An art therapy where the dining table is your canvas
“Work with what you have,” lifestyle personality, book author, and Tatler Homes editor-in-chief Stephanie Zubiri began her list of tips and tricks with this practical advice at an exclusive event organized for the homeowners of Portofino, Brittany Corporation’s luxury residential development in Alabang. In the mini-workshop, Zubiri offered a new perspective on elevating home dining experiences while presenting a live tutorial.
“Table setting is something we do all the time. Fork, knife, plate – that’s it. It’s very utilitarian,” Zubiri began her talk by differentiating table setting from tablescaping. “With tablescape, we think of a landscape. There are different heights, we’re creating a mood, an ambiance. After all, we feast first with our eyes.” With the use of themed or patterned plates, flowers and plants, one can create different moods for dining.
Literally, the term tablescape means “an arrangement of tableware and other beautiful objects on a table.” With the art of tablescaping, the dining table becomes an instant canvas for artistic expression. It becomes a means to stimulate emotions and virtually transport people to different locations.
“Ultimately, it’s not about creating a Disneyland of where you are. It’s the ambiance and lifestyle,” Zubiri explained the concept as she set up two different tablescapes emitting different vibes, one that is laidback and another with the party feels. “What makes Italy ‘Italy’ is the ‘dolce vita’ (sweet life) living, like slow living and savoring the food without shortcuts. It’s not about how something looks but the energy it projects.”
Nothing illustrates the energy aspect better than Zubiri’s personal example. While carefully placing pieces of cutlery on the table, she shared how she turns to a top music streaming platform to help her set the mood while arranging a tablescape. In a singsong tone, she gleefully said, “I like to find a playlist in theme. So, if I was doing an Italian dinner, I will put on vintage Italian music, listen to the songs, and feel like I’m in Italy. It adds to the whole vibe of the space.”

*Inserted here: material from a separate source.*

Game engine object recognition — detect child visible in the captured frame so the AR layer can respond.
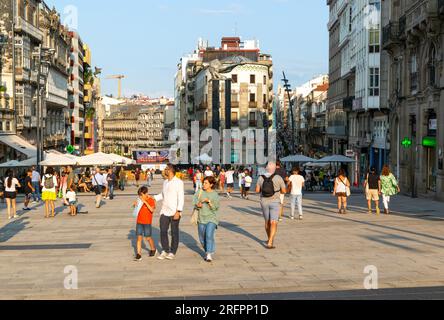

“During the pandemic, our Portofino home has become our restaurant. Tablescaping has become my moment of joy, a form of relaxation, and an outlet for creativity,” shared Myrna Constantino, a homeowner who joined the tablescaping event. This perfectly matched how Zubiri raved about the convenience of setting things up with today’s technology.
“The past few years, we haven’t been able to travel so this [tablescaping] was one of my favorite ways to travel – through food and decorating,” Zubiri said. She laughingly name-dropped popular courier services and thanked them for giving her easy access to tablescaping elements. “I could pretend that one day I was in Italy, one day I was in France, just by the food I ate, wine I drank, and tables I set.”
As things remain uncertain globally, tablescaping is the closest one can get to traveling without leaving the table.